In 1689, Norway was part of the dual monarchy of Denmark-Norway, and its currency system was complex and strained. The primary unit was the
riksdaler, a large silver coin, but everyday transactions relied on a confusing array of subsidiary coins like
skilling and
mark. A significant problem was the chronic shortage of physical coinage, especially small change, which hampered local trade and led to the use of makeshift solutions like promissory notes and barter, particularly in rural areas. Furthermore, the state's frequent debasement of the coinage to fund royal expenditures, especially during the recent Scanian War (1675-1679), had eroded public trust in the currency's value.
The monetary system was further destabilized by the influx of foreign coins, a common issue in European trade at the time. Dutch
ducats and German
thalers circulated alongside official Danish-Norwegian coinage, their value fluctuating based on silver content and market confidence. This created a chaotic environment where exchange rates were uncertain, and merchants faced significant risk. The central authorities in Copenhagen struggled to assert control, as the sheer size of Norway's territory and its active maritime trade made enforcing currency regulations nearly impossible.

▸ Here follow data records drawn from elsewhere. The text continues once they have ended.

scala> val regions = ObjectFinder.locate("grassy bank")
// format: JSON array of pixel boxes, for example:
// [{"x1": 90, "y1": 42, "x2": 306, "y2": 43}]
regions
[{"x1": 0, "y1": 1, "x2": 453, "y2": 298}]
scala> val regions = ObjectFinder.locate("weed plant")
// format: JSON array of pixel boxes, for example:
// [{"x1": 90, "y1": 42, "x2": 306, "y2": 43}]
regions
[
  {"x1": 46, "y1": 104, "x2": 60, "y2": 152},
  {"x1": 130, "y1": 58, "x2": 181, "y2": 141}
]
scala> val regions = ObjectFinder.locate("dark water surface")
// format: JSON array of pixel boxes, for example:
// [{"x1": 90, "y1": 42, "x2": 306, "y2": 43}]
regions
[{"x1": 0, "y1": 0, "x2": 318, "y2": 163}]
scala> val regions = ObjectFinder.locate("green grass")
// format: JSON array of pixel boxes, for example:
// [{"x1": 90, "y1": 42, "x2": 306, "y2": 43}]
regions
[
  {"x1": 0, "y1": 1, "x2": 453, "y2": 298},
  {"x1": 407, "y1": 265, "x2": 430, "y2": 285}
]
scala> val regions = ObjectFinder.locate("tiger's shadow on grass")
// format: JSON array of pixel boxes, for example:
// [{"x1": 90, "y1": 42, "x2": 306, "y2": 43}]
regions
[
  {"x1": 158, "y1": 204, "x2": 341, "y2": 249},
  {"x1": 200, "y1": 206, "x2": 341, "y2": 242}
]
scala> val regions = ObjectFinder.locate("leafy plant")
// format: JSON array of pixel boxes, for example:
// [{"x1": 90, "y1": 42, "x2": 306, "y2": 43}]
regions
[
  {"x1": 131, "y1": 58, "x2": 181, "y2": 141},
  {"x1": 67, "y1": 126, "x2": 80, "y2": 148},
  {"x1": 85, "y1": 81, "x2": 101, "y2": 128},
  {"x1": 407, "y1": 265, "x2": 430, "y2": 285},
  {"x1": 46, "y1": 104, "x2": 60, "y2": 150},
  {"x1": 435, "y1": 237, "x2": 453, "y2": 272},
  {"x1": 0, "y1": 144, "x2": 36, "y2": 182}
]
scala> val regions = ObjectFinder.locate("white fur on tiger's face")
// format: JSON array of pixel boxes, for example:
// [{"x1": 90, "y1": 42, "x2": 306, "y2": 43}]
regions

Against this backdrop, the year 1689 itself fell during a period of attempted stabilization under King Christian V. His major monetary reform of 1686 had introduced new national coinage, including the
Christian V daler, in an effort to standardize the system and restore confidence. However, by 1689, the effects of this reform were still being absorbed, and the underlying structural issues of shortage and foreign competition persisted. The currency situation remained a point of economic vulnerability as the kingdom navigated the political tensions of late 17th-century Europe.